Kofi Annan has perfected the Holy Man style of public performance. He speaks very quietly, in that exquisitely enunciated African accent, and people just take if for granted that he is a Good Man and a Good Thing. But Per Ahlmark (linked to by Instapundit) shows him to be a less than perfect human being. He describes the inaction and treachery of the UN, as lead by Annan, in first promising, and then failing, to protect the Bosnian Muslims from the Serbs. But, he continues:

No one should be surprised by the UN's inaction, because only the year before it had demonstrated utter incompetence in facing the fastest genocide in history – the slaughter of 800,000 Tutsis and moderate Hutus in Rwanda in just 100 days. UN forces in Rwanda in 1994 were Annan's responsibility before and during the crisis.

Annan was alerted four months before Hutu activists began their mass killings by a fax message from Romeo Dallaire, the Canadian general commanding UN forces in Rwanda. Dallaire described in detail how the Hutus were planning "anti-Tutsi extermination". He identified his source "a Hutu" and reported that arms were ready for the impending ethnic cleansing.
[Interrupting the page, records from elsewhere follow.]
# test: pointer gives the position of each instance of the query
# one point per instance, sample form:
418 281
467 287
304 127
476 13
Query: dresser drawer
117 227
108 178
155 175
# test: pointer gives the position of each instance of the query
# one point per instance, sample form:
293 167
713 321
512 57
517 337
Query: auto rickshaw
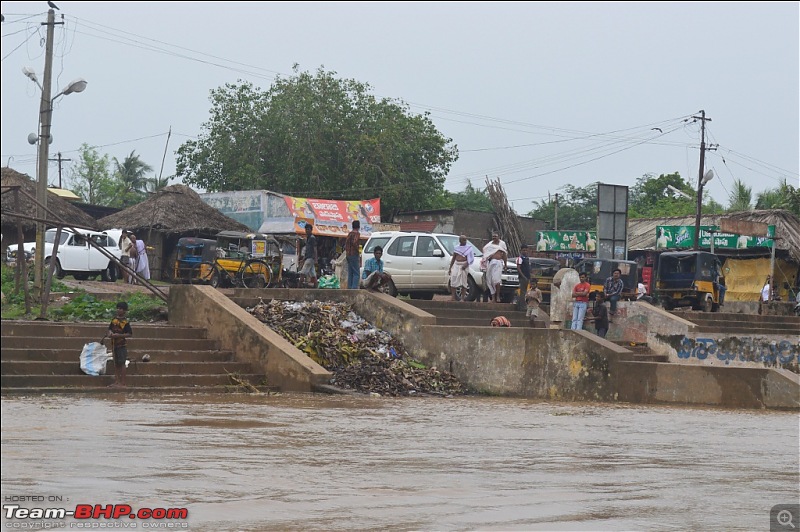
689 278
192 251
246 259
598 270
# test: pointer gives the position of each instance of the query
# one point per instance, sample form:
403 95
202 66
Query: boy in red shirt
581 296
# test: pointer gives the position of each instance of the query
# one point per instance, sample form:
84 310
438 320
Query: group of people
601 315
133 257
372 277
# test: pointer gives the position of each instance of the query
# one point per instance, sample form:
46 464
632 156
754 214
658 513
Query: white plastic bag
94 358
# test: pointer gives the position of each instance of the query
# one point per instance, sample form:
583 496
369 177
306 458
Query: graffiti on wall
744 349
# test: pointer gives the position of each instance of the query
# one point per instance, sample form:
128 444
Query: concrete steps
471 314
642 353
741 324
45 357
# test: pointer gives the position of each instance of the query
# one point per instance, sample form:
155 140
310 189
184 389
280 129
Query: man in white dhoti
463 256
495 253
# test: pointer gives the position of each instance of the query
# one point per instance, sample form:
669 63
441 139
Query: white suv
418 263
79 259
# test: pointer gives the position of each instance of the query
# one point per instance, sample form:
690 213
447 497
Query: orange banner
334 217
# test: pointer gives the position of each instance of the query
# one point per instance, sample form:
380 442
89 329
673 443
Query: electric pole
555 220
44 143
60 160
700 183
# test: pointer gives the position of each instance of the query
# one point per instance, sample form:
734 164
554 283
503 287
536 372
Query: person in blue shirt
613 288
373 277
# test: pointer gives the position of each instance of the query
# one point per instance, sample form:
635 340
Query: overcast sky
539 95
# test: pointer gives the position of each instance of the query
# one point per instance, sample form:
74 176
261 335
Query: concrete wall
285 366
729 387
540 363
680 340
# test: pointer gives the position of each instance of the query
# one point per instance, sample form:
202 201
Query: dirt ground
100 287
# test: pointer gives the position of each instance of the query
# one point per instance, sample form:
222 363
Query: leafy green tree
472 199
651 197
741 198
131 180
785 196
91 178
321 136
577 208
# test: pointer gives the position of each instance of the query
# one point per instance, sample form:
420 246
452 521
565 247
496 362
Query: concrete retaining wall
285 366
678 339
729 387
540 363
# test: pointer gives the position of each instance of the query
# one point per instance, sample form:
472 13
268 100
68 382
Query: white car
418 263
79 259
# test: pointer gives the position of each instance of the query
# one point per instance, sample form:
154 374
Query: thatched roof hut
62 208
642 231
173 212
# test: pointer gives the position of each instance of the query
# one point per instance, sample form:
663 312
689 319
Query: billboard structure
612 221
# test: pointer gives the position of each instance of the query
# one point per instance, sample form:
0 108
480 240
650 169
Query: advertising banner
682 237
568 241
334 217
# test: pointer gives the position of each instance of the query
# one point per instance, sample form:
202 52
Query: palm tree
741 199
155 184
131 178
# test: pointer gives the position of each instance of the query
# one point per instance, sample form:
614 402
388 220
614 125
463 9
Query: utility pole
60 160
44 145
555 205
700 176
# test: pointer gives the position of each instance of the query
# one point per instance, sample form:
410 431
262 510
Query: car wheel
109 275
205 273
389 289
57 272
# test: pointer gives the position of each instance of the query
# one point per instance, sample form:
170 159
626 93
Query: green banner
566 241
682 236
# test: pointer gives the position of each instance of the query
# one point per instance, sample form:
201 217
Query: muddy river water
317 462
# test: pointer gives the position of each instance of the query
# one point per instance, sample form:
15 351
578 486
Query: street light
708 176
46 113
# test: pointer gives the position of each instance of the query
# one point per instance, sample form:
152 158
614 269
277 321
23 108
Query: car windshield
50 237
376 241
451 241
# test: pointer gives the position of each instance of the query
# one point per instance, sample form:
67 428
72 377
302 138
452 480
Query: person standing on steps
581 296
462 257
600 313
495 254
533 298
613 288
125 255
309 270
119 330
524 273
353 256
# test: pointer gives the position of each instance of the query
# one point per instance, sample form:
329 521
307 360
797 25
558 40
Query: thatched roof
59 206
642 231
176 209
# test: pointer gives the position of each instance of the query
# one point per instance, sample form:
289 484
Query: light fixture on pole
702 178
45 121
708 176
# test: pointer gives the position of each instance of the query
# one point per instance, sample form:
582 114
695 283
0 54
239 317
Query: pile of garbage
360 356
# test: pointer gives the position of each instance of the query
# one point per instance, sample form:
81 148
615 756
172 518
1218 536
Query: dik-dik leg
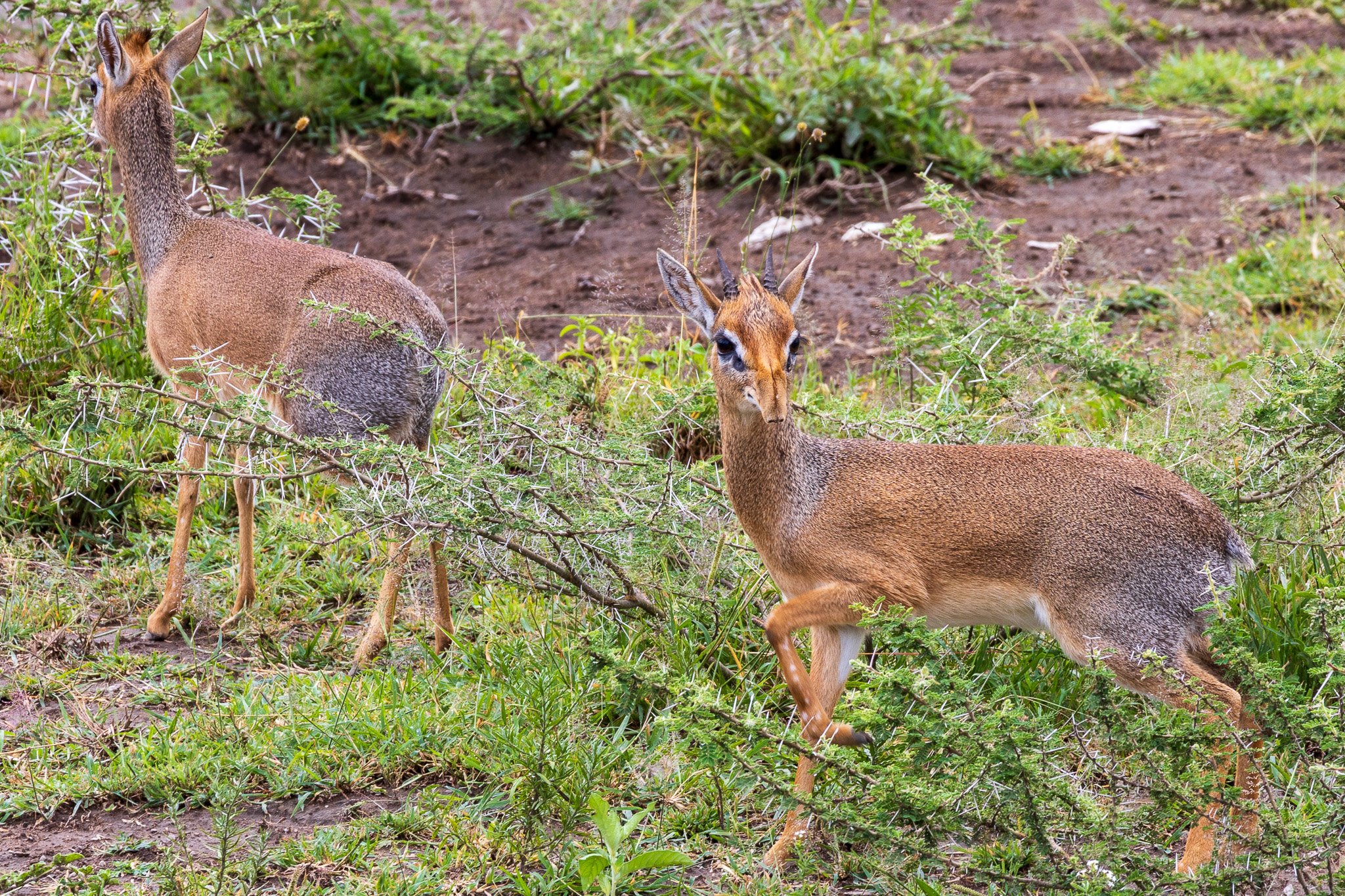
1200 839
443 608
826 608
192 453
245 492
833 649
Dallaire requested permission to evacuate his informant and to seize the arms cache. Annan rejected both demands, proposing that Dallaire make the informant's identity known to Rwandan president Juvenal Habyarimana, a Hutu, even though the informant had expressly named the president's closest entourage as the authors of the genocide blueprint.

This is the man who is being seriously proposed as the next ruler of Iraq, because he would be an improvement.

Annan, Ahlmark makes clear, is an object of religious worship, a human repository of millenarian hopes, rather than a man who has earned the adoration he basks in.

A similar error of false adoration was made by the more elderly admirers of Kofi Annan, when younger, with that other African Holy Man of severe actual unholiness, Julius Nyerere. As with Nyerere, it is hard to tell what proportion of Annan's catastrophic blunders to attribute to sheer stupidity, and how much to actual wickedness. I suspect a combination of the two in the form of a murderously stubborn stupidity, which combines intellectual mediocrity with an immoral unwillingness to admit to error, possibly all floating in the same delusions as those that engulf the minds of his worshippers, but perhaps caused by mere vanity.

Robert Mugabe is another such. Although, having a slightly more severe and steely public persona, he is more readily identified as the mass murderer that he is. He should have gone to RADA. At the very least he should lose the Hitler moustache.

The vision Kofi Annan personifies with such theatrical precision is that of a single, infinitely benign World State, which will cure all ills, correct all injustices, right all wrongs, and put down the mighty from their seats. Allelujah. Especially those horrid Americans. That this same man might be an ill, a perpetrator of injustice, a wrongdoer and far too mighty one, and that the vision he personifies might be a road to ruin of our entire species, starting with its poorest and most unfortunate, and that those ghastly Americans may in fact be energetically rescuing the human race from a great and self-sacrificial folly with no good purpose to it whatever, is a thought that is simply not bearable to the World Statists. So they caste it aside. Mere evidence has nothing to do with it. To cease from the worship of Kofi would mean changing their entire way of thinking and believing and feeling, and that they will not do, no matter how much blood soaks their altar.